Blood cells live for a limited time. Then, they are replaced with new blood cells from your bone marrow. If your bone marrow can't make enough new blood cells to replace the ones that die, you can suffer from serious health problems. Fanconi Anemia and Your Body

FA is one of many different types of anemia. The term “anemia” is used to describe conditions in which the number of red blood cells in a person's blood is lower than normal.

FA is a type of aplastic anemia. In aplastic anemia, the bone marrow slows down or stops making all three types of blood cells. Low levels of the three blood cell types can harm many of the body's organs, tissues, and systems.

With too few red blood cells, your body's tissues won't receive enough oxygen to work well.

With too few white blood cells, your body may have problems fighting infections. This can make you sick more often and make infections worse.

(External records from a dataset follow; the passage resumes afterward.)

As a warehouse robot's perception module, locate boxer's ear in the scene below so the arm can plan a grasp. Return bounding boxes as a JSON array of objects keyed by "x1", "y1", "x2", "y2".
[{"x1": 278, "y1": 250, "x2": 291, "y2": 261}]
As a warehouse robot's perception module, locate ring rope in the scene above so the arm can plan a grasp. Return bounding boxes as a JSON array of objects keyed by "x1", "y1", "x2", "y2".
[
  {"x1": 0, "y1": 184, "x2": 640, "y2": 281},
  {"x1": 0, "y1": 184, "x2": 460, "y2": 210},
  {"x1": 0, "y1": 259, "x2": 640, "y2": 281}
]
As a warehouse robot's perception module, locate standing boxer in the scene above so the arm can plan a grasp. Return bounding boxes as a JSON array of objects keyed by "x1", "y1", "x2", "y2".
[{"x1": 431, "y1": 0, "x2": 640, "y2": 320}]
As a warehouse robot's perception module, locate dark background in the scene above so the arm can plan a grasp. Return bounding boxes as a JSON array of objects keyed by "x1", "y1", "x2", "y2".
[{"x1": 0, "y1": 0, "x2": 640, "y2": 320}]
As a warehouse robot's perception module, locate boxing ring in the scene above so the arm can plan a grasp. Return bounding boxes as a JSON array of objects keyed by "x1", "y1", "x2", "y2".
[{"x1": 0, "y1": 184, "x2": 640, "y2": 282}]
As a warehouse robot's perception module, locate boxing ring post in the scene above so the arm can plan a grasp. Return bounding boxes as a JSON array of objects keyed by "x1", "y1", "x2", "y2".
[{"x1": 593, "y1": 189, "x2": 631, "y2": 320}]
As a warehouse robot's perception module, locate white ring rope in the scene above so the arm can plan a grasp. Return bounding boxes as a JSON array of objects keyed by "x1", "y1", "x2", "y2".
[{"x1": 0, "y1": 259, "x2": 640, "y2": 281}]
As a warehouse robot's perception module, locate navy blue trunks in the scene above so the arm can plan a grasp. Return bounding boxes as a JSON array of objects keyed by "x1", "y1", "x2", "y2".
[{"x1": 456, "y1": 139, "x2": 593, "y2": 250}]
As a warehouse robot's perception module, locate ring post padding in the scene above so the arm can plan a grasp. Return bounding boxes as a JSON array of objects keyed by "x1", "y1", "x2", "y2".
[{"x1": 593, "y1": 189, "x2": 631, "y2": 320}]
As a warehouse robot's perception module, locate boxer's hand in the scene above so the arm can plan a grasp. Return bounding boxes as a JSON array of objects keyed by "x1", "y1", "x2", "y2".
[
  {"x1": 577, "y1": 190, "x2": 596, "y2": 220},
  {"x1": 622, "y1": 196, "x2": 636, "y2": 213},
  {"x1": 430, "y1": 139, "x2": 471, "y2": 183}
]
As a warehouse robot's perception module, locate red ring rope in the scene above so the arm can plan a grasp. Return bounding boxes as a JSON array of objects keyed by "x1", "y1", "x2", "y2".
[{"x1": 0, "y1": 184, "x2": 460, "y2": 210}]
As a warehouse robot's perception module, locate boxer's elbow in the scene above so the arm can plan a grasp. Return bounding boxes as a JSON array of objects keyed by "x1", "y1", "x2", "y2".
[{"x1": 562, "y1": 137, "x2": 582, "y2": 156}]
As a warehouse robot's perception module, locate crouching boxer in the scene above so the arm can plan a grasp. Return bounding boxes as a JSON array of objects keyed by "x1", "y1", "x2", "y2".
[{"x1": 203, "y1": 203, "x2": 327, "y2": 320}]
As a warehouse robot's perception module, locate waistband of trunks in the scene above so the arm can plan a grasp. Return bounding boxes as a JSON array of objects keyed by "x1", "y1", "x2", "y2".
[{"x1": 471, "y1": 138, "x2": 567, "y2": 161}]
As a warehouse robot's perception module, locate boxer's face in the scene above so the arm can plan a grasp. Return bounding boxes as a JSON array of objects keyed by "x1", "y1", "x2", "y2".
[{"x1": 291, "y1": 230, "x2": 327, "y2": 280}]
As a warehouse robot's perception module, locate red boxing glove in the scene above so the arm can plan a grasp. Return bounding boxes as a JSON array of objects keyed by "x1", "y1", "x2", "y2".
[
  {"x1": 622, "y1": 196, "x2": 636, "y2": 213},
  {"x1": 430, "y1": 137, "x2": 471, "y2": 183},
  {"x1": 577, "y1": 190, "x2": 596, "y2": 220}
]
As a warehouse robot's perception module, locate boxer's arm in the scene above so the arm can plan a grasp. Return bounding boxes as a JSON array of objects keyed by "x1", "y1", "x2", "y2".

With too few platelets, you may suffer from excessive bleeding. Outlook

If you or your child has FA, you face a greater risk than other people for some cancers. About 10 percent of people with FA develop leukemia, a type of blood cancer.

People with FA who survive to be adults are much more likely than others to develop cancerous solid tumors. The risk for solid tumors increases with age in those who have FA. These tumors can develop in your mouth, tongue, throat, or esophagus (the tube leading from your mouth to your stomach). Women who have FA are at much greater risk than women who don't have the disease for developing tumors in the reproductive organs.

FA is an unpredictable disease. The average life span for people who have FA is between 20 and 30 years. The most common causes of death related to FA are bone marrow failure, leukemia, and solid tumors.

New medical advances have improved the chances of surviving FA. Bone marrow transplant is the major advance in treatment. However, even with a bone marrow transplant, the risk for some cancers is greater in people who have FA.